Cells take on dual identities with competing factors trapped in the nucleus

Cells migrate to different tissues for a variety of reasons, including organ development, tissue repair and the spread of cancer. Researchers in the McKelvey School of Engineering at Washington University in St. Louis have found unexpected activity in the nucleus of healthy cells that provides new insight into cell mechanics.

Amit Pathak, associate professor of mechanical engineering & materials science, working with Carly Krull, a doctoral student in biomedical engineering, and Haiyi Li, who earned a bachelor's degree in computer science & engineering in 2022, found that when they gave the cancer drug Leptomycin B to healthy cells, the cells stopped growing, but several competing genes in their nuclei became active.

"All of a sudden, everything is happening in the nucleus," Pathak said. "The factors that slow down the cells, the factors that make the cells faster, the factors that make the cells cohesive and the factors that generate forces in cells all became active. All of these factors are normally competing with each other, and they all became active together."

Results of the research were published in eLife on Feb. 21, 2023.

Cells can change properties from epithelial, which is one of the main types of tissue in organs, to mesenchymal, both dynamically and stably according to requirements of the body. While the two types of cells are very different, epithelial cells tend to stick together in groups and can go through an epithelial-mesenchymal transition that helps them develop into other tissues and organs. The transition can also be reversed.

Leptomycin B is in a class of drugs known as nuclear export inhibitors designed to block export of a variety of proteins from the nucleus into the cytoplasm of the cell. In months of closely-watched experiments giving Leptomycin B to healthy human mammary epithelial cells, Krull and Li assessed their migration characteristics and changes in their epithelial-mesenchymal features.

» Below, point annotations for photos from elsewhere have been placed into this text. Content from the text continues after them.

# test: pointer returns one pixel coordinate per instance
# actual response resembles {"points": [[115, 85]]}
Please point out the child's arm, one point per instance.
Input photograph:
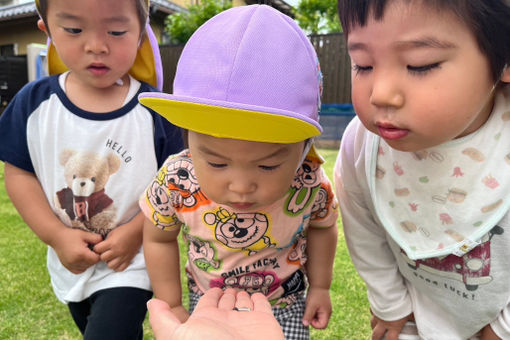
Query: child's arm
{"points": [[71, 245], [365, 238], [122, 244], [161, 251], [321, 247]]}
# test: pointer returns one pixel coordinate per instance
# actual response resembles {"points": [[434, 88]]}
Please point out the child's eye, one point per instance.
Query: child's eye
{"points": [[216, 165], [422, 70], [268, 167], [72, 30], [361, 69], [117, 33]]}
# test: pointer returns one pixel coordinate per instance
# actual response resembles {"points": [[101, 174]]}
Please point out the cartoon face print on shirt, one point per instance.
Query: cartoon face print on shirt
{"points": [[322, 202], [248, 232], [303, 188], [183, 185], [257, 282], [201, 253], [159, 200]]}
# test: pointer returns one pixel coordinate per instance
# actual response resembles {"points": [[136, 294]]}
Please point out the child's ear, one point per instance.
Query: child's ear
{"points": [[505, 76], [42, 26]]}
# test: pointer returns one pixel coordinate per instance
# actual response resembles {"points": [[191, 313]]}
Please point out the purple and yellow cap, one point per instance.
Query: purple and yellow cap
{"points": [[147, 66], [248, 73]]}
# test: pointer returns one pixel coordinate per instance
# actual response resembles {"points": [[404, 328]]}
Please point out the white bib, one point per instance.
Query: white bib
{"points": [[442, 200]]}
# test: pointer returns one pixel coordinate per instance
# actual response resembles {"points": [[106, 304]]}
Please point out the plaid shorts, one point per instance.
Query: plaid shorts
{"points": [[289, 317]]}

They observed that the cell populations became both more epithelial and more mesenchymal, and cells migrated faster across tissue-like soft surfaces.

Before this work, it was inconceivable that cells could be both epithelial and mesenchymal concurrently, Pathak said.

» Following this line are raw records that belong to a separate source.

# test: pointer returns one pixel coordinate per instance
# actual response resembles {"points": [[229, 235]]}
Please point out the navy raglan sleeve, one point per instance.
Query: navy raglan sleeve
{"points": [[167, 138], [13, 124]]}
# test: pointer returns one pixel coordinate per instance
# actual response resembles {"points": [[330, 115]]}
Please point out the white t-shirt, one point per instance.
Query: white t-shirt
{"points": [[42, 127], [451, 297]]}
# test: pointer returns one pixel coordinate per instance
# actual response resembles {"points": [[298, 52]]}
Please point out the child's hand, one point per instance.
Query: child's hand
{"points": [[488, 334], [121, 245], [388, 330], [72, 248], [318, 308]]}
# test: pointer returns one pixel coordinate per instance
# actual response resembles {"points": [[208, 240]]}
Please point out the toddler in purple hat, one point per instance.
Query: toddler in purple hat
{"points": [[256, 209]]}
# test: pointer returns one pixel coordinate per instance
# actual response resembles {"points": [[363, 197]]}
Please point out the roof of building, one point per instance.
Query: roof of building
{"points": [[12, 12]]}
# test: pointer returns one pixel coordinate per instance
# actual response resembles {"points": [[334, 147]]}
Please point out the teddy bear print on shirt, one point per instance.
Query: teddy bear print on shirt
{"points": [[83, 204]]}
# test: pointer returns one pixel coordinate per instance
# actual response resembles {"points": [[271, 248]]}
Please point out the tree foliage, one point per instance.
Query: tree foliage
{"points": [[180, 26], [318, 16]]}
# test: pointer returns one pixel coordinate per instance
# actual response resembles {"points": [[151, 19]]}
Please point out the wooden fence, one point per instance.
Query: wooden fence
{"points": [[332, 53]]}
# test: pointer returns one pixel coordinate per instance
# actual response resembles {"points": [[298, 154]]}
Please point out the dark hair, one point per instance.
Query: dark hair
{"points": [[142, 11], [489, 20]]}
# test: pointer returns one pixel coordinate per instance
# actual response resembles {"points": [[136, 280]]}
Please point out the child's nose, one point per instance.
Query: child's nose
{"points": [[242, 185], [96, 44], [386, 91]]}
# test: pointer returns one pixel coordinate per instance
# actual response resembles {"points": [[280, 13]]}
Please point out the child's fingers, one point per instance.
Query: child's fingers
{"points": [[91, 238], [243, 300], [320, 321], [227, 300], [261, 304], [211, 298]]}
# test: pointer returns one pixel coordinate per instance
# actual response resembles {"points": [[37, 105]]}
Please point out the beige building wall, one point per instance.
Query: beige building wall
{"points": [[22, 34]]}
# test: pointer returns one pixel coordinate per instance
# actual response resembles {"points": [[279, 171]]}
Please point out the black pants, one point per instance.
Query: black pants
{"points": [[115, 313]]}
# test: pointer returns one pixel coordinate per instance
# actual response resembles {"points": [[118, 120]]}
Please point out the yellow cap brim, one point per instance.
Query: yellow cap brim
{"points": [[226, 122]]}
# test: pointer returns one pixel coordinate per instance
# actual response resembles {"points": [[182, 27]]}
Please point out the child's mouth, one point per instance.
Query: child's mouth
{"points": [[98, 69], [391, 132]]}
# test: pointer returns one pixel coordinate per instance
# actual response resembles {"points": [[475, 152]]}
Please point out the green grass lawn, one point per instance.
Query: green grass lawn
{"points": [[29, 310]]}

"In cancer, the goal is to make the cells cohesive and not migratory or mesenchymal, and if they migrate, you kill them," Pathak said. "We saw that these cells became cohesive, forming streams, and even though there was chaos in the nucleus, the cells stuck together and expedited their migration."

Krull said their findings showed that inhibiting nuclear export can strengthen both epithelial and mesenchymal characteristics.

"These findings could shed light on how cells with disease-like transformations might perform seemingly contradictory tasks, like migrating fast while holding together," she said. "Since nuclear export inhibition is being optimized to treat cancer and has been shown to reduce cancer cell invasion, we expected migration in our system to reduce exclusively. We were surprised to find that such strategies actually elevated cell migration on soft substrates."

"This was quite a puzzle to solve, and no one has shown this before," Pathak said. "If the focus was always to shrink the tumor, we would have never found these other phenotypes."

Krull said the team is now working to understand the time scales of nuclear export-driven cell-state transitions and how these transitions can be molecularly controlled.